Feeling like you are about to get terminated or laid off? Make sure you take these recommended steps to best protect yourself:
- TRY TO GET A DOCUMENTED REASON FOR THE TERMINATION OR LAYOFF, IF POSSIBLE. Employers are not legally required to give you a reason for your termination or layoff. This makes it easier for employers to raise as many reasons for a termination as they can devise after the fact. Because employers generally can take adverse employment actions for any reason or no reason at all (except for unlawful reasons), if you can pin down your employer for a reason for the termination, it is much easier to evaluate the validity of your termination and identify what information would be helpful in evaluating the reason given. Getting a reason also makes it more difficult for your employer to later claim different or additional reasons.

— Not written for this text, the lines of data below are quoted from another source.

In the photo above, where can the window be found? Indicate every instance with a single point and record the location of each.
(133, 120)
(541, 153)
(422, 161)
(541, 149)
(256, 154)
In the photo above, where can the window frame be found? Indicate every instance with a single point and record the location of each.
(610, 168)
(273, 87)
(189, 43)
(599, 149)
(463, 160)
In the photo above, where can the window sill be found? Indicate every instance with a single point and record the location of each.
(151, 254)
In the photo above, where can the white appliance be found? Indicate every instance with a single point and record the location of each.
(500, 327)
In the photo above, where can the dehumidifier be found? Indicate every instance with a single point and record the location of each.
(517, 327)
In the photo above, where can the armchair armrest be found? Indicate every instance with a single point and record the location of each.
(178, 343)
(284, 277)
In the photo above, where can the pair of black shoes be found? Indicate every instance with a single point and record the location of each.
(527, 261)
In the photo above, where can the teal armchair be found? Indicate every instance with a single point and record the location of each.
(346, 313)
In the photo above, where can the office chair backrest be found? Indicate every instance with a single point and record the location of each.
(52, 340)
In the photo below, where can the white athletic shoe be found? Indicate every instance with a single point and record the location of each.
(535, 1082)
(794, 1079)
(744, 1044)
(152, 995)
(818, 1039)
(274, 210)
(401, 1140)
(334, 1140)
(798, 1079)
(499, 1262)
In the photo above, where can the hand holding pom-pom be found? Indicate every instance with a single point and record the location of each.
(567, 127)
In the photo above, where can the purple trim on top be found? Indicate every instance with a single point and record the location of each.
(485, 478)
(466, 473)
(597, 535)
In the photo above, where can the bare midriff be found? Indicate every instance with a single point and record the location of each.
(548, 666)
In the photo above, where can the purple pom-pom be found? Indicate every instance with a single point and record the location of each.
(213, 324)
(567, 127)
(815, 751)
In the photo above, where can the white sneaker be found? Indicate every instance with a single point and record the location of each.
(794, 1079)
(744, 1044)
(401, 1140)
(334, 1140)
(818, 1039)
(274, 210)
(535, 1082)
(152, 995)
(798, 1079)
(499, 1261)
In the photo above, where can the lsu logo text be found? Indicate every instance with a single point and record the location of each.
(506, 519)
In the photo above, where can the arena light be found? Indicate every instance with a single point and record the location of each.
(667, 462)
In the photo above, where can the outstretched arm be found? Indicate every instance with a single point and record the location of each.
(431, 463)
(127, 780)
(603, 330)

- GATHER OR PRESERVE ALL DOCUMENTATION RELATING TO YOUR EMPLOYMENT THAT YOU ARE PERMITTED TO HAVE AFTER CHECKING YOUR COMPANY’S POLICY. This would include things like your personnel file, evaluation records, employee handbooks, any employment contracts, non-competes or arbitration agreements you may have signed. If permissible, you might also want copies of any email or correspondence received or sent related to your employment or the possible reasons for termination. However, if items are specifically marked Confidential or Proprietary, check with an attorney BEFORE you take it or make a copy.
- IF YOU BELIEVE DISCRIMINATION OR RETALIATION IS OCCURRING, COMPLAIN IN WRITING TO ALL DECISIONMAKERS. If you are being subjected to and pushed out because of discrimination or retaliation in the workplace based on a legally protected reason (i.e., race, sex, disability, religion, marital status, genetics, whistleblowing, etcetera), inform management and all decisionmakers IN WRITING of the discriminatory or retaliatory treatment. Make sure your complaint identifies which protected characteristics apply to your situation (i.e. national origin, gender, perceived disability, skin color, pregnancy, AIDS/HIV, whistleblowing, etcetera). Also, make sure the tone of your letter or email is even, rational and to the point, as it will be used as evidence in your case. Do not write any complaints when you are angry. Be sure to review it carefully before sending—perhaps even have it reviewed by an employment attorney in advance to make sure you do not say something you should not. Also, keep a copy of what you send to your employer, including proof of the date it was sent, who received it and when.
- TAKE NOTES AND/OR HAVE A WITNESS WITH YOU WHEN YOU ARE MEETING WITH YOUR EMPLOYER ABOUT YOUR TERMINATION, IF POSSIBLE. Ask your employer if you are permitted to have a neutral witness at the meeting. In most circumstances your employer does not have to agree, but it does not hurt to ask. Some public sector employees may be entitled to have representation or a union representative present at disciplinary and/or other adverse employment actions. Most importantly, do not record these meetings without all participants’ consent, as that is generally against the law in Florida.
- DO NOT SIGN ANY RELEASE OR SEVERANCE DOCUMENTS BEFORE HAVING THEM REVIEWED BY COUNSEL. An experienced employment attorney will be able to provide you with advice as to exactly what potential claims you are signing away, and the long-term effect of signing a severance agreement, separation agreement, release or waiver. You need to be aware that in most situations you cannot sue an employer once you have signed a properly drafted release of claims. Further, do not turn down any settlement or severance proposal without first consulting a lawyer. Once you reject an offer, your employer is under no obligation to put it back on the table.